Evening Session

Wednesday evening session offers an invitation to the explorations into the realm of Venus.

Veni Vidi Voice
Ida-Marie Corell, artist, performer, researcher and polysynesthete


My Body the Earth
Elie Halonen, visual artist, shibari artist
Satu Hakamäki, dance and live art artist
Pia Palme, composer, artistic researcher, performer

Veni Vidi Voice by Ida-Marie Corell

Veni Vidi Voice, is an audiovisual live performance that translates Corell’s research, artistic practice and engagement with the Venusian archetypes into an acoustic dimension. As a synesthete, music plays a central role in her work, intertwining visual and auditory perception.

Corell views art as a medium of knowledge transfer that unfolds in social sculptures, as seen in her network project Technologies of HER— an interdisciplinary art, research, and knowledge initiative exploring cyclical, rhythmic, and matriarchal intelligences, as well as ancient linguistic perceptions like synesthesia.

My Body the Earth

My Body the Earth is a ritual that brings together contemporary dance, shibari (rope bondage), sound, voice and moving image. It explores possible interactions with the more-than-human world through the planetary, mythological and symbolic agency of Venus.

Through a posthuman prism, My Body the Earth creates a landscape where the intimate co-existence of pleasure and pain is embraced, as part of an ecology in which human and more-than-human bodies are constantly reshaping each other.

The Earth is a living, intimate presence, even within the body itself. Love, anchored in immanence, unfolds as an agency of connection and transformation. My Body the Earth offers an invitation to witness and to feel with – an invitation to enter a universe that composes a polyphony of becomings.

Content disclaimer: The performance contains shibari, also called rope bondage, in which a person is tied and their movement is restricted by the rope. The rope bondage seen in the performance is consensual between performers and is executed with the utmost care.

Performers

Ida-Marie Corell studied Fine and Media Arts at the University of Applied Arts Vienna, where she earned her doctorate in Art and Knowledge Transfer in 2010. During her Erasmus studies at the Kunsthøgskolen in Oslo, she further developed her interdisciplinary approach. Her artistic practice is also reflected in publications such as Alltagsobjekt Plastiktüte (Everydaylife Object Plastic Bag) (2011 Springer Wien New York) and The Artist is Resident (2013 The Torri Verlag).

With her concept of Synaisthesia — a term she coined to describe living with entangles senses, the interconnected perception of different sensory modalities — Corell creates artworks that dissolve disciplines and open new spaces for interaction and reflection.
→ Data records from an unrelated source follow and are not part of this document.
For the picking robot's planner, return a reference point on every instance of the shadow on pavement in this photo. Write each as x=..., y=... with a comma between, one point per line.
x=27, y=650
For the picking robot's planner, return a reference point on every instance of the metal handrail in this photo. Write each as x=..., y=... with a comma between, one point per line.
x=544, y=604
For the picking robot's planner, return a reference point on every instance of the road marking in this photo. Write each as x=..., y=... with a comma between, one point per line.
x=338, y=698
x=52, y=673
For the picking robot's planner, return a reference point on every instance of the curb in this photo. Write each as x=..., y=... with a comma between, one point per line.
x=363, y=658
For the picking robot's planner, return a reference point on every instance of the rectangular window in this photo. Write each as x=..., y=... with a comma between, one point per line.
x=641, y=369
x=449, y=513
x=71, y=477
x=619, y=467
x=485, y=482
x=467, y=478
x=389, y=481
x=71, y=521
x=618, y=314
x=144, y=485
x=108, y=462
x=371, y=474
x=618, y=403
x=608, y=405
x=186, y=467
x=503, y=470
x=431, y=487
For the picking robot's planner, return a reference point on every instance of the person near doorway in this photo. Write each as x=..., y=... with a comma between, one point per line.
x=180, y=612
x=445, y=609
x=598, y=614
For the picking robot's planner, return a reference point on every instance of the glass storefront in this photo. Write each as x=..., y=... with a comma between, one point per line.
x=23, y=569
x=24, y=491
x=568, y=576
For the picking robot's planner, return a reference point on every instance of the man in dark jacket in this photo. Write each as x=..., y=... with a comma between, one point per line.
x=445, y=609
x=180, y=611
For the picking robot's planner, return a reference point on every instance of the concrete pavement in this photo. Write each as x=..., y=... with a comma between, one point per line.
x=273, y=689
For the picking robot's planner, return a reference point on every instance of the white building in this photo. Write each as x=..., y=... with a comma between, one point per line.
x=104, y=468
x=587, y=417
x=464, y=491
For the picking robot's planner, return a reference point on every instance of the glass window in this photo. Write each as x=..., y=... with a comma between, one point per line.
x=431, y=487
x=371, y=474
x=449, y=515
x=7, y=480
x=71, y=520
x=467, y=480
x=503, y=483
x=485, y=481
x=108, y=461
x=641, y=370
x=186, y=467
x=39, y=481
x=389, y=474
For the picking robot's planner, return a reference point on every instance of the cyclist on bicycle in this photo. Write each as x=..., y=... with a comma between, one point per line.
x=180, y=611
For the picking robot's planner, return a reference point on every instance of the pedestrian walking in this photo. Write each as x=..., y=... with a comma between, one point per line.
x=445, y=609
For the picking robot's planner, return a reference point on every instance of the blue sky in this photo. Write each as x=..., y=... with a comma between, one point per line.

Elie Halonen (they/them) is a Helsinki (FI) based artist, working with mediums such as performance, moving image and visual arts. They have a bachelor’s degree in visual arts from Turku University of Applied Sciences (2019). Halonen is also sex counselor and has studied rope bondage with several international educators.

Halonen’s background in shibari and sculpture studies merge creating an interdisciplinary bodywork based practice, in which the body becomes the sculptural material. For them ropebondage provides a space for unknowing and exploration of intimacies. Throughout Halonen’s body of work they focus on creating ruptures in dominant social norms and queering our cultural relations to nature, intimacy, kink and the body.

Photo: Eva-Liisa Orupõld

Satu Hakamäki (they/them), based in Turku, Finland, is a freelance artist in the field of performing arts. They work mainly as a performer, often mixing contemporary dance/circus and physical theater. Their educational background is in performing arts, communication & interaction studies and yoga. In making art, Hakamäki is interested in human’s relationship with nature, power dynamics and creation of utopias. They also like to bring performing art to public places or other non-traditional performance spaces, to gently shake people’s everyday routines and to offer a possibility to change the way of being, feeling or interacting.

Photo: Frans Rinne

Pia Palme (she, her), based in Vienna, Austria, is a composer, activist and author in the field of contemporary and experimental music. At home in artistic as well as in academic contexts, she is interested in ecology, feminism and posthuman thinking and explores speculative futures. As a performer, Palme plays bass recorders and combines instrumental playing with spoken voice and electronics. Her works and texts intra-act with the environment to invite a more-than-human way of listening. Currently, her focus is on developing the creative process across multiple species.